Am 10.3.1943 muss­ten wir in den Mor­gen­stun­den auf dem Haupt­bahn­hof in Bre­men ei­nen Son­der­zug be­stei­gen. Die­ser Zug be­stand aus meh­re­ren Per­so­nen­wa­gen. Als Trans­port­be­glei­ter fun­gier­te Münd­trath. Au­ßer­dem fuhr ein Be­gleit­kom­man­do mit, be­ste­hend aus meh­re­ren be­waff­ne­ten Po­li­zei­be­am­ten.
Nach meh­re­ren Ta­gen Fahrt, ge­lang­ten wir zum KL. Ausch­witz und wur­den in der Nähe des La­gers auf ei­nem Ne­ben­gleis aus­ge­la­den. Von dort aus muss­ten wir dann zu Fuß den Marsch nach Bir­ken­au, der zum größ­ten Teil für uns ein Marsch in die Ver­nich­tung wur­de, an­tre­ten.“

Nach ge­gen­wär­ti­gem Stand (März 2023) über­leb­ten von den mind. 269 vom Bre­mer Schlacht­hof aus de­por­tier­ten Sin­ti und Roma aus Nord­west­deutsch­land le­dig­lich 86 Men­schen. Un­ter ih­nen Rosa Braun, die am 5. Ok­to­ber 1943 in dem „Zi­geu­ner­fa­mi­li­en­la­ger“ ge­bo­ren wor­den war.

Am heu­ti­gen Kul­tur­zen­trum Schlacht­hof er­in­nert seit März 1995 eine von Ar­bei­ter­neh­mer/​in­nen der Bre­mer Stahl­wer­ke (jetzt Ar­celor-Mit­tal Kon­zern) er­stell­te und vom Bre­mer Sin­ti-Ver­ein in­iti­ier­te Ge­denk­plat­te an die De­por­ta­tio­nen (sie­he Bild).

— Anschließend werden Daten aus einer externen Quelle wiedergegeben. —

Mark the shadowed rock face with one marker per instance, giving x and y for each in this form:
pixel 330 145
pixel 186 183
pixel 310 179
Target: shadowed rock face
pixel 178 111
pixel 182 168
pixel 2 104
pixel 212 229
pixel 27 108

Seit Sep­tem­ber 2022 ist der Platz am Kul­tur­zen­trum in „Familie-Schwarz-Platz“ um­be­nannt wor­den. Er er­in­nert an eine Bre­mer Sin­ti-Fa­mi­lie, die von hier nach Ausch­witz de­por­tiert wur­de.

Dr. Hans Hes­se

Literatur:
Hes­se, Hans, „Ich bit­te, die ver­ant­wort­li­chen Per­so­nen für ihre un­mensch­li­chen bar­ba­ri­schen Ta­ten zur Re­chen­schaft zu zie­hen“ – Die De­por­ta­ti­on der Sin­ti und Roma am 8. März 1943 aus Nord­west­deutsch­land, Bre­men 2022, S. 39–42.

Quellen: Staats­ar­chiv Bre­men 4, 89/​3 – 710, Er­mitt­lungs­ver­fah­ren ge­gen Wil­helm Münd­trath, Aus­sa­ge Ru­dolf Schmidt v. 19.5.1961, Bl. 6–8.